A beef with Bush

4/9/2001

What a difference a day makes in the Bush administration when one of its retrogressive health and safety proposals backfires big time. The President campaigned on a slogan to “leave no child behind,” but his administration was willing to put the welfare of school children at risk by cutting corners on inspection of school hamburger.

The Agriculture Department announced plans to scrap a Clinton-era program requiring random tests for salmonella in ground beef purchased for school lunches. The U.S. meat industry found a sympathetic ear in the Bush White House after lobbying vigorously against the tests, which it claimed are burdensome and unscientific.

At least George W. is consistent. These are essentially the same arguments the administration has made in ditching regulations on carbon dioxide emissions and arsenic levels in water.

Ken Clayton, acting head of the department's Agricultural Marketing Service - which buys food for federal nutrition programs - said testing for salmonella wasn't foolproof, and tightening existing government standards in slaughterhouses and processing plants would be just as effective.

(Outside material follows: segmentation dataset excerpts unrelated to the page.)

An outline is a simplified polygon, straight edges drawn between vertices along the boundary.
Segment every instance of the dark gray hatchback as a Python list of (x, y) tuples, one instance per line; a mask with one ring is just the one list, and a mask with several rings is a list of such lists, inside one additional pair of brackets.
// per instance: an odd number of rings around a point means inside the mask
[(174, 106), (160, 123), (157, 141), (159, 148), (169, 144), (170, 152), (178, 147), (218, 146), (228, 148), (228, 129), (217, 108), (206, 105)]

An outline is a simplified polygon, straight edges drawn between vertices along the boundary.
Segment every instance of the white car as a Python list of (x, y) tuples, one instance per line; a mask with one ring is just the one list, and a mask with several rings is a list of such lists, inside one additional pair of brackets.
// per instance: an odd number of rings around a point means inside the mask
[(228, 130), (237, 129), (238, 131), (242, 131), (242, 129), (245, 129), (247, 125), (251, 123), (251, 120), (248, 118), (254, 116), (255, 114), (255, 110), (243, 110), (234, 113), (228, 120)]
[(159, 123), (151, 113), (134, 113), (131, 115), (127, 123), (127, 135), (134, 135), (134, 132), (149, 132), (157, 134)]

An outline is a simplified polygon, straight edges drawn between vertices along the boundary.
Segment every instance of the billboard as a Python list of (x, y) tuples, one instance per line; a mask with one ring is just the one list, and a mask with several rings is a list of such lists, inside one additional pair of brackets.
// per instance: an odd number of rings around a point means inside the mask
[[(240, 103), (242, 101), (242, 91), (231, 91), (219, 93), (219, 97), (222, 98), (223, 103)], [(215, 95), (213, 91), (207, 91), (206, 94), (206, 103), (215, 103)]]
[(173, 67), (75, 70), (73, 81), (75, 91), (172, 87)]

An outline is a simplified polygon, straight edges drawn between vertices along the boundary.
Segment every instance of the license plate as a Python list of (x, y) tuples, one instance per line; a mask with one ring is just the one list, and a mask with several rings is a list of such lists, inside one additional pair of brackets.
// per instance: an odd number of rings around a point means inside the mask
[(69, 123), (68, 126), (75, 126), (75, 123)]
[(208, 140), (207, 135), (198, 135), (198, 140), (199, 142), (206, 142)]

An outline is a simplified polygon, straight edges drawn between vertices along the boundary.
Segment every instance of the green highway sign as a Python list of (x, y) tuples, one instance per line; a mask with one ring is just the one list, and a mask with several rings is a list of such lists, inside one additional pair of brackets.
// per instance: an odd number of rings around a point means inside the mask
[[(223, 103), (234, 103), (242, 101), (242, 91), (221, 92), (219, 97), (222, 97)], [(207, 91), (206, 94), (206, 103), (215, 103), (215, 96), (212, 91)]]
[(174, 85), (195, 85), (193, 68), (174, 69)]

Moreover, the government would allow schools to serve beef that had been irradiated, a procedure that eliminates salmonella as well as other harmful bacteria, but is controversial among consumers.

Critics immediately objected, accusing the administration of buckling to pressure from the meat industry at the expense of school children. Their welfare, argued consumer advocates, would be compromised by relaxing inspections and testing on meat going to millions of schools nationwide.

Carol Tucker Foreman, an Agriculture Department official in the Carter administration, notes the agency “caught 5 million pounds of meat that had salmonella in it last year that they wouldn't have caught and they won't catch it next year.”

Before the end of the day, the White House distanced itself from the losing proposition with a hasty turnabout. Spokesman Ari Fleischer insisted the proposal - which he claimed originated in “the lower level of the Agriculture Department” - was, curiously, not shared by Agriculture Secretary Ann Veneman or the administration.

Official Bush policy - for now -is that every effort will be made to ensure that food supplies for children are as safe as possible. The air they breathe and the water they drink are another matter.